In this post-Accord era, the ACTU wants to use demonstrations to create the framework and give legitimacy to its negotiations - adopting a strategy of organising meetings with Howard on the same afternoon as an organised rally. On August 19, Howard cut short the scheduled meeting, saying that he did not think that it was ‘appropriate’ in light of events; that he would not meet under duress.

The ACTU seems to think that the mere physical presence of people at a rally is taking collective action. Its notion of collectivity is an extended form of lobbying - it is not concerned with the politicisation of people at the rally which could occur through mass action, nor was it interested in organising an assault on capital, in whose interests the Liberals are legislating.

Although workers can rally significant power by virtue of their ability to withdraw labour, the ACTU is reluctant to marshal this power. The ACTU is happy to speak of resistance in rhetorical terms; of ‘war’ and ‘blood in the streets’ but its arena of ‘war’ is the courtroom. Workers know whose blood will be on the streets, as the state gears up for increased repression against increasing dissent. The ACTU’s concern to establish credibility and legitimacy has seen it unable to face the reality of its own rhetoric, quick to condemn the August 19 violence and those that participated. The ACTU will clearly not be organising any protest actions again in a hurry, having seen that it cannot effectively control such direct action. The ACTU has little recent experience in organising workers in a political fashion, as August 19 shows. Neither, despite its wishes, can it contain workers forever.

Its response enfeebles the union movement and contributes to the quick and eager erasure of the possibilities of collective action. The fact that a protest planned by Aboriginal activists for the day after the ACTU rally was still going ahead was reported as ‘a story’ in the media all that morning.

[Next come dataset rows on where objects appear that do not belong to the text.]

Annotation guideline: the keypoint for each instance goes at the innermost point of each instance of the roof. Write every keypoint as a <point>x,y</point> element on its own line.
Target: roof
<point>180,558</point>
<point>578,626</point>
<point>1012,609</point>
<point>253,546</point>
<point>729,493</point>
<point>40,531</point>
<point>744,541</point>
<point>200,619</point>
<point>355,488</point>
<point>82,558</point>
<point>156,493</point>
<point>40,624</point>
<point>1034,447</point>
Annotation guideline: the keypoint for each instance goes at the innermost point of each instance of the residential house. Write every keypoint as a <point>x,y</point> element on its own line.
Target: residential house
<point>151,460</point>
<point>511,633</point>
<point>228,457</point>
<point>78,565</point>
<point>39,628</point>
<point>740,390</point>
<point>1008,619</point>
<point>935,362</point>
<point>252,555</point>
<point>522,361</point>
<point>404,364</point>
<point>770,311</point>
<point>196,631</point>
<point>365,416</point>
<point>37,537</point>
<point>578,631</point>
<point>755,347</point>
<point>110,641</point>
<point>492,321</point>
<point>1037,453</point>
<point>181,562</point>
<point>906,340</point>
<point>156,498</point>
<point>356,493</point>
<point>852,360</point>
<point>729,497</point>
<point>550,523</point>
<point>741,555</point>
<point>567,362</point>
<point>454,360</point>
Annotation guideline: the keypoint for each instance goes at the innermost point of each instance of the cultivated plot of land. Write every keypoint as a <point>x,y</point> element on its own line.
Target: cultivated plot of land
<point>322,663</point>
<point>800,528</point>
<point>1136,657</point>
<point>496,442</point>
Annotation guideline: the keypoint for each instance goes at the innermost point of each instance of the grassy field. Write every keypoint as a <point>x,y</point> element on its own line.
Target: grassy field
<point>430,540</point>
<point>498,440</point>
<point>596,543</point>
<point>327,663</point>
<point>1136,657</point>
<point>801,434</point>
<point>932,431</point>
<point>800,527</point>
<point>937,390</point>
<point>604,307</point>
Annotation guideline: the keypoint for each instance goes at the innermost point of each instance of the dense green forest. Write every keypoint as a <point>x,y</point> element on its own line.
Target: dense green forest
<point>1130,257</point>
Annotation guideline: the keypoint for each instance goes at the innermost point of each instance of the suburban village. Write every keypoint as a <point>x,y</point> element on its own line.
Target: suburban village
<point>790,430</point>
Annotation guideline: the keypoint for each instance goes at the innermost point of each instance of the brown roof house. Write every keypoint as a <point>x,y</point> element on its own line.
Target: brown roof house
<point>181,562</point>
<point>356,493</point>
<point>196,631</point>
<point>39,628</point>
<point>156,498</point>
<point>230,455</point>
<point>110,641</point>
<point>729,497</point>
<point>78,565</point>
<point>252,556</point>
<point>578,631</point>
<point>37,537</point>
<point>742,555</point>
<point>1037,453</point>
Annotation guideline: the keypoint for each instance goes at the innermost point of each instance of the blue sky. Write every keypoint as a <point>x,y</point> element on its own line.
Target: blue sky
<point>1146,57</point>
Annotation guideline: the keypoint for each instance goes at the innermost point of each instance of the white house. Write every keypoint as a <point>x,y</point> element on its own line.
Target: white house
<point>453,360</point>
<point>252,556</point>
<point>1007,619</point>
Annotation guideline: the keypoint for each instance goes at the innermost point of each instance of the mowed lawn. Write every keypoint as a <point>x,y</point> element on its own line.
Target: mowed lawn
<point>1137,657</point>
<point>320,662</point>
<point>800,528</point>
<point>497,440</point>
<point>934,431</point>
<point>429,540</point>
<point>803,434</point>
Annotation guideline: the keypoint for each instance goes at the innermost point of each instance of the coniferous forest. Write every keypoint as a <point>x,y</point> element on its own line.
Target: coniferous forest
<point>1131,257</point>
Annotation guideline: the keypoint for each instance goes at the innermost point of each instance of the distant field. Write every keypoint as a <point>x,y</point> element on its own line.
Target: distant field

The August 19 ‘riot’, like many spontaneous outpourings of anger, was ‘all dressed up with no place to go’. In so far as there is no mass revolutionary Party of the working class in Australia, such events are useful indicators of a resurgence in militancy. However, the reality is that without an organised Party structure, and organisation of labour, this militancy may be confined to isolated events. Damage to the capitalist state is reduced to the spectacle of a few smashed windows.